Die Grünen haben den von ihnen angestrebten „Fadenriss der Kernenergie in Deutschland“ mit Hilfe der anderen etablierten Parteien sehr erfolgreich durchgezogen. Es gibt in Deutschland keine nennenswerte Infrastruktur für eine Nuklearindustrie mehr, angefangen bei der Ausbildung von Fachleuten bis hin zu Fertigung von Komponenten für Kernkraftwerke. Siemens baute einst die sichersten und produktivsten Kernkraftwerke der Welt. Heute kann Siemens nicht einmal mehr die nichtnuklearen Großkomponenten für ein KKW bauen. Die vielversprechendste Technologie der Reaktoren der vierten Generation, der in Deutschland von mutigen Forschern entwickelte Dual-Fluid-Reaktor, ist kürzlich nach Kanada ausgewandert.
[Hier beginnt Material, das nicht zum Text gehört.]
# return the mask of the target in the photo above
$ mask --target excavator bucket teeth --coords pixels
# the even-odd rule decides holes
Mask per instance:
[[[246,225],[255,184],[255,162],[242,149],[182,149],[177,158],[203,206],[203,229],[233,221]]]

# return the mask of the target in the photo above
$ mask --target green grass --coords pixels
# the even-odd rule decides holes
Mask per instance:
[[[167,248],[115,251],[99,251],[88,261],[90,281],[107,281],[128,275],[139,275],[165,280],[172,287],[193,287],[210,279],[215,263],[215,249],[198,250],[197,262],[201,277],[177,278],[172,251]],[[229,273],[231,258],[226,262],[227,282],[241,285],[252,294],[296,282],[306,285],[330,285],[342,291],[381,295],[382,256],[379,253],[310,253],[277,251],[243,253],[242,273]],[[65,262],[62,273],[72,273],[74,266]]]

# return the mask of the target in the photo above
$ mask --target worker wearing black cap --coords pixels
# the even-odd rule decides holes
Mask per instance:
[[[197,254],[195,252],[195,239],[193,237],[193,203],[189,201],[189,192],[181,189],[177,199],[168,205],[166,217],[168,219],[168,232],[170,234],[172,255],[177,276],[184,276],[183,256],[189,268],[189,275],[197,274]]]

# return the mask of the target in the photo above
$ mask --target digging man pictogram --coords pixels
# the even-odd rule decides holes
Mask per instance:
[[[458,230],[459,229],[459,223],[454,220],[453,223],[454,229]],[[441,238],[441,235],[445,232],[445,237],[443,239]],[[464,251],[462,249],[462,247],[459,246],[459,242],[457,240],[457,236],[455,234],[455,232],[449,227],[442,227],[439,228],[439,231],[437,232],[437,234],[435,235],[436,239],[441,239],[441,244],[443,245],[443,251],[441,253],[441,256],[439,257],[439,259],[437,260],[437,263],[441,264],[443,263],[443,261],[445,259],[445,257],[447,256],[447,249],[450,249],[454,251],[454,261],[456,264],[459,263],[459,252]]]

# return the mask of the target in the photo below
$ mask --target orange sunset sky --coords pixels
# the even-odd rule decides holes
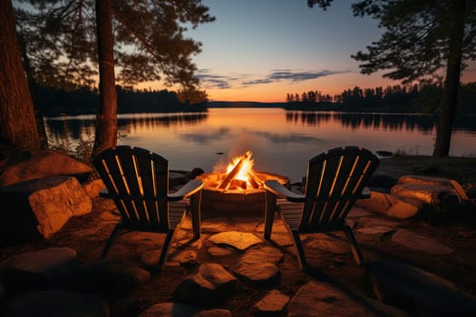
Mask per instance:
[[[306,0],[203,0],[217,20],[189,30],[202,43],[194,57],[200,87],[212,101],[282,102],[287,93],[335,95],[355,86],[398,84],[384,72],[363,75],[350,57],[383,34],[377,21],[355,17],[354,0],[326,11]],[[476,81],[471,62],[462,82]],[[163,89],[158,82],[139,88]]]

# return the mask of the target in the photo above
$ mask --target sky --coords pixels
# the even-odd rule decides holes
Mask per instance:
[[[193,58],[200,88],[211,101],[282,102],[287,93],[400,83],[361,74],[350,57],[384,33],[377,21],[353,15],[355,2],[323,11],[306,0],[202,0],[217,20],[187,33],[202,43]],[[476,81],[474,66],[462,81]]]

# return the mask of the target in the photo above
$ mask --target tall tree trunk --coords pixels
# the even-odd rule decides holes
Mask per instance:
[[[14,147],[40,149],[34,110],[15,25],[12,2],[0,0],[0,139]]]
[[[433,156],[446,157],[450,154],[452,124],[458,104],[458,89],[461,73],[462,41],[464,37],[466,1],[456,0],[452,3],[450,14],[452,29],[450,38],[450,52],[446,65],[446,79],[442,112],[436,132]]]
[[[112,5],[112,0],[96,0],[100,106],[92,156],[117,144],[117,100]]]

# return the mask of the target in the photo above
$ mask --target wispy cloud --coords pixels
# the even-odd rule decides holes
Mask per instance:
[[[355,71],[328,71],[319,72],[301,72],[293,70],[273,70],[266,76],[251,74],[215,74],[209,69],[203,69],[198,72],[197,77],[199,79],[204,88],[244,88],[252,85],[271,83],[276,82],[296,82],[314,80],[320,77],[330,76],[337,73],[355,72]]]

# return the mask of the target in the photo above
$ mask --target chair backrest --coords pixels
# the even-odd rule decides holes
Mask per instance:
[[[145,149],[111,148],[92,163],[122,216],[122,226],[151,232],[169,229],[169,161]]]
[[[378,163],[372,152],[357,147],[335,148],[310,159],[299,231],[342,229]]]

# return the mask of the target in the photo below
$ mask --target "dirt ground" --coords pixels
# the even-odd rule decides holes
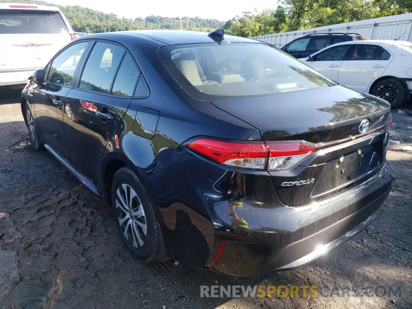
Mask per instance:
[[[388,156],[397,178],[371,226],[309,265],[236,278],[182,265],[159,274],[131,257],[110,210],[47,152],[29,145],[19,97],[16,91],[0,98],[0,213],[6,213],[0,218],[0,308],[412,308],[412,151],[402,150],[412,145],[409,110],[393,112],[393,126],[401,128],[391,134],[400,143],[391,144]],[[260,284],[400,286],[401,295],[200,297],[201,285]]]

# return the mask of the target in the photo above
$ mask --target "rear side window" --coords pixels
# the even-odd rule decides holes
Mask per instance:
[[[59,12],[0,9],[0,34],[68,33]]]
[[[297,40],[289,44],[289,46],[288,47],[288,51],[300,52],[305,50],[306,49],[306,46],[310,40],[310,38],[309,37]]]
[[[47,81],[70,85],[80,57],[88,44],[89,42],[78,43],[60,53],[52,63]]]
[[[350,45],[338,45],[331,47],[316,55],[315,61],[339,61],[345,59]]]
[[[84,66],[79,88],[108,94],[124,53],[117,45],[96,42]]]
[[[174,45],[161,48],[159,54],[181,87],[201,100],[272,95],[335,84],[268,44]]]
[[[330,43],[330,37],[312,37],[308,45],[307,50],[318,51],[327,47]]]
[[[124,55],[120,68],[116,75],[112,89],[112,94],[131,96],[140,72],[129,54]]]
[[[391,54],[383,47],[372,44],[356,44],[350,60],[388,60]]]

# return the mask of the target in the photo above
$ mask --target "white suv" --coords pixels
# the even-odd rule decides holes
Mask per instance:
[[[76,38],[58,7],[0,3],[0,86],[21,88]]]

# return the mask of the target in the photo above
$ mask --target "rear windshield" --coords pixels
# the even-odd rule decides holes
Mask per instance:
[[[365,37],[365,35],[356,35],[356,37],[353,37],[354,41],[364,41],[368,39],[368,37]]]
[[[272,95],[335,84],[267,44],[175,45],[162,47],[159,55],[180,85],[200,99]]]
[[[0,34],[68,33],[59,12],[0,9]]]

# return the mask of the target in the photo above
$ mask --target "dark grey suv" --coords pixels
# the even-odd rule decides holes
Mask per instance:
[[[332,44],[368,39],[359,33],[312,33],[294,40],[281,49],[296,58],[305,58]]]

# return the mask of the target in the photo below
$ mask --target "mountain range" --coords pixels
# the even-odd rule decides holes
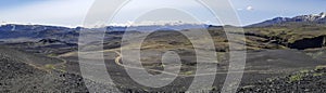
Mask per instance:
[[[326,12],[319,14],[300,15],[294,17],[275,17],[262,23],[244,27],[268,27],[268,26],[293,26],[293,25],[326,25]],[[104,29],[111,31],[152,31],[155,30],[183,30],[191,28],[209,28],[212,25],[206,24],[166,24],[148,26],[106,26]],[[158,29],[160,28],[160,29]],[[0,41],[38,41],[41,39],[58,39],[67,43],[77,42],[79,31],[83,27],[68,28],[59,26],[43,25],[17,25],[7,24],[0,26]]]
[[[326,12],[319,14],[300,15],[294,17],[275,17],[262,23],[249,25],[248,27],[284,26],[289,24],[325,25]]]

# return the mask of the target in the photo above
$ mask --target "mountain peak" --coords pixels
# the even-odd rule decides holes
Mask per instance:
[[[275,17],[262,23],[250,25],[249,27],[265,27],[272,25],[281,25],[287,23],[309,23],[326,25],[326,12],[319,14],[299,15],[294,17]]]

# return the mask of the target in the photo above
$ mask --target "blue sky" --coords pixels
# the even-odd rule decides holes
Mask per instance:
[[[167,1],[167,0],[164,0]],[[177,1],[177,0],[171,0]],[[181,9],[195,13],[202,23],[214,22],[213,15],[201,6],[184,0]],[[277,16],[291,17],[326,12],[326,0],[230,0],[242,25],[259,23]],[[80,26],[93,0],[0,0],[0,22]],[[150,2],[150,3],[149,3]],[[161,1],[162,2],[162,1]],[[122,9],[114,24],[127,24],[143,10],[160,6],[160,0],[131,0]],[[187,21],[185,21],[187,22]]]

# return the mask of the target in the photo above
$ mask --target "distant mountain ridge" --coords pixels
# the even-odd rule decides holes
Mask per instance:
[[[326,12],[322,12],[319,14],[300,15],[294,17],[275,17],[273,19],[249,25],[247,27],[266,27],[273,25],[285,25],[289,23],[326,25]]]

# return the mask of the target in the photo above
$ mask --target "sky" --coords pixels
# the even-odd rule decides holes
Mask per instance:
[[[0,0],[0,23],[66,27],[83,26],[93,1],[95,0]],[[130,0],[129,3],[126,3],[116,13],[113,21],[108,24],[161,24],[170,21],[196,23],[193,19],[184,17],[186,16],[185,14],[177,13],[180,11],[159,10],[167,5],[183,9],[188,14],[192,14],[197,22],[213,25],[221,24],[216,22],[216,17],[206,10],[205,6],[195,1],[196,0]],[[250,25],[278,16],[293,17],[297,15],[326,12],[326,0],[230,0],[230,2],[242,25]],[[161,11],[161,13],[153,11]],[[149,15],[152,14],[152,16],[146,16],[146,18],[150,18],[150,21],[143,18],[142,22],[135,22],[135,18],[147,13],[149,13]],[[164,13],[171,15],[164,15]],[[180,21],[178,21],[178,18]]]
Der Artikel im FOCUS-Online schließt mit folgendem Satz: „Nach Angaben der IAEA befinden sich derzeit 84 Reaktoren in 18 Ländern in der Entwicklung oder im Bau. Deutschland, das einst in der Atomtechnik weltführend war und gerne Klimaretter sein will, sieht plötzlich ziemlich alt aus.“

Dem kann ich nur hinzufügen, dass das Wort „plötzlich“ hier völlig fehl am Platze ist. Deutschland sieht schon seit dem Beginn der Kanzlerschaft der Physikerin Dr. Dr. h.c. Dr. h.c. Dr. h.c. Dr. h.c. Merkel ziemlich alt aus. Deutschland ist kein Vorreiter, sondern ein Land verblendeter politischer Gigantomanen. Die ruinösen Bemühungen zur Reduktion von den zwei Prozent des deutschen Anteils am weltweiten Kohlendioxidausstoß haben da genauso wenig Einfluss auf das Weltklima wie die Abschaltung der letzten sechs deutschen Kernkraftwerke auf die Entwicklung der weltweite Kernkraftindustrie. 

Die Kernenergie ist nicht am Ende, sondern an ihrem Beginn – völlig egal, mit oder ohne Deutschland. Doch ich fürchte, die Grünen brauchen sich keine Sorgen zu machen, dass die deutsche Politik ihre Geisterfahrt bemerkt, dazulernt und den Atomausstieg rückgängig macht. Hier gilt der vierte Haferburgsche Lehrsatz: „Lernen aus Erfahrung? Das muss nicht sein“.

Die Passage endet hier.